Dubai urgently needs a new, more central concert venue, a leading figure in the emirate's classical music community has urged. Only government support can make that happen, says Brigitta Dagostin, chair of the Dubai Concert Committee

Classical music lovers are neglected, Mrs Dagostin says, while the visual arts, cinema and literature are prospering thanks to the support they get support.

Her committee is the only organisation that regularly stages concerts. Now she wants help in "rescuing" classical music from its "poor relation" status.

"I've been here for 20 years, and in the first few years there was absolutely zero," says Mrs Dagostin, who is Swiss. Even since her committee was formed in 1996, she admits, "not much more has developed".

"The key would be to get the Government involved. If we could get a certain amount [of funding] from the Government then we could slowly start to talk about a higher level."

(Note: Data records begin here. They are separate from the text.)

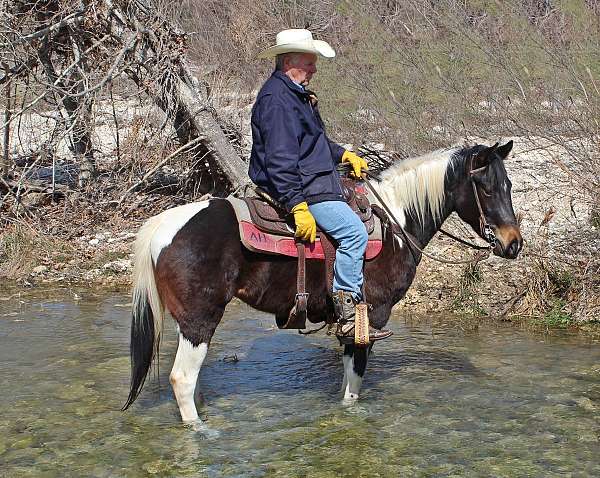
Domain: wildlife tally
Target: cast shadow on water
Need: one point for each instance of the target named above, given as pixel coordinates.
(287, 364)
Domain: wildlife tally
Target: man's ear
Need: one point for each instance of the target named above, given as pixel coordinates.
(504, 150)
(482, 160)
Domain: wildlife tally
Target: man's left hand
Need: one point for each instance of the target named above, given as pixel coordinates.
(358, 163)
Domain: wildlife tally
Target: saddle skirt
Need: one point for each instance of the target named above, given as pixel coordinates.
(267, 229)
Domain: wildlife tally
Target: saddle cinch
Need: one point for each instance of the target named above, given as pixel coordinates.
(268, 228)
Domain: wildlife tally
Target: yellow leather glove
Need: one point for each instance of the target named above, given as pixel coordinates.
(306, 227)
(357, 163)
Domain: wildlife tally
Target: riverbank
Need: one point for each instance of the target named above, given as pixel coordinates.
(87, 239)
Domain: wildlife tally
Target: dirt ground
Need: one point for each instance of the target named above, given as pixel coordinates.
(87, 238)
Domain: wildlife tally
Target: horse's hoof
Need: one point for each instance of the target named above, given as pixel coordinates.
(203, 429)
(350, 399)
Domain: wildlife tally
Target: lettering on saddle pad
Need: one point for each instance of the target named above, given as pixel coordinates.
(260, 241)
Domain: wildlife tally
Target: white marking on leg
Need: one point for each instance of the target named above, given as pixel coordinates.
(345, 360)
(171, 221)
(354, 381)
(184, 375)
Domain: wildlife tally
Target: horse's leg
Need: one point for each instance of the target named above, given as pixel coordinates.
(355, 364)
(195, 333)
(184, 376)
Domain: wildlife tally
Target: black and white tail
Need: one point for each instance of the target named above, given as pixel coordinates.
(147, 310)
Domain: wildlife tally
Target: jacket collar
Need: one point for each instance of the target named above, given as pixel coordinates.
(306, 94)
(289, 83)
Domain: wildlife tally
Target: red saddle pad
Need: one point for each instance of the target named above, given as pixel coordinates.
(260, 241)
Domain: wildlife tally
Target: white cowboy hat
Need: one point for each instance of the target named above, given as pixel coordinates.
(298, 40)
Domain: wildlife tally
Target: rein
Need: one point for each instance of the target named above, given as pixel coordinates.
(488, 233)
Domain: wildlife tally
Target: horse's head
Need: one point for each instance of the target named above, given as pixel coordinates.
(486, 180)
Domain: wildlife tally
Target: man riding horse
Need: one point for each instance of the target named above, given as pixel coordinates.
(295, 163)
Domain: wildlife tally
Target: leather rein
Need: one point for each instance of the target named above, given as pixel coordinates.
(486, 229)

She contrasts the state of classical music in Dubai with that in the capital, where concert-goers recently were able to enjoy performances by international stars including the Russian National Orchestra, the Bolshoi Ballet dancers Yelena Andrienko and Dmitri Gudanov, and the pianist Christia Hudziy at the Abu Dhabi Festival.

She too aims to have a classical music festival that would draw tourists and classical music lovers alike.

The Concert Committee hosts one performance a month at the Dubai Community Theatre and Arts Centre (Ductac). But more is needed, says Mrs Dagostin urges.

"I think it would be absolutely feasible to promote classical music and to be surrounded by it here in Dubai. I think you could sell it.

"There is Emirati interest and we should reach out to local schools; we should try to get young Emiratis into our concerts."

A centrally located concert hall is essential, she says. Al Mamzar, the site of the Cultural and Scientific Association's 1,000-seat venue, is too remote.

"I think it would be fantastic if we could get a venue in a good location that could be easily reached from more or less the whole city.

"I don't think it should be only for classical music - it should offer a healthy mix of local music, Indian music, Latin American music, whatever groups we have here, with classical music as part of the mix.

"Ideally that venue would also have a music school to give a platform to students with the goal of one day getting a young star or a musician out of this region."

Her group is seeking to bring what she described as one of the world's most famous orchestras to Dubai. "But the chances are very small," she says, "because the money involved is simply too high".

A high-quality festival with international artists would also help to raise the profile of classical music, Mrs Dagostin says.

"We can see in Europe that there is tourism for this kind of festival. People travel to all kinds of cities to see a particular performance or artist.

"In Dubai, with all its fantastic infrastructure and facilities, they could do that here as well - but again for this the venue is really missing."

The Dubai Culture and Arts Authority is the government body responsible for the arts. Yasser al Gergawi, the authority's performing arts manager, says: "Dubai has several institutions that support classical music training, and the city regularly hosts concerts that bring in the best names in classical music from around the world.

"Dubai Culture regularly interacts with patrons and art enthusiasts to discuss ideas and initiatives that further drive the arts including classical music.

"We are confident that along with the growth in demand for classical music, Dubai will set vibrant platforms that support the cultural aspirations of the UAE's music lovers.

"The authority supports the existing venues such as Ductac and the Cultural and Scientific Association that host music-training sessions as well as performances. Dubai Culture will continue to support initiatives that boost the classical music scene."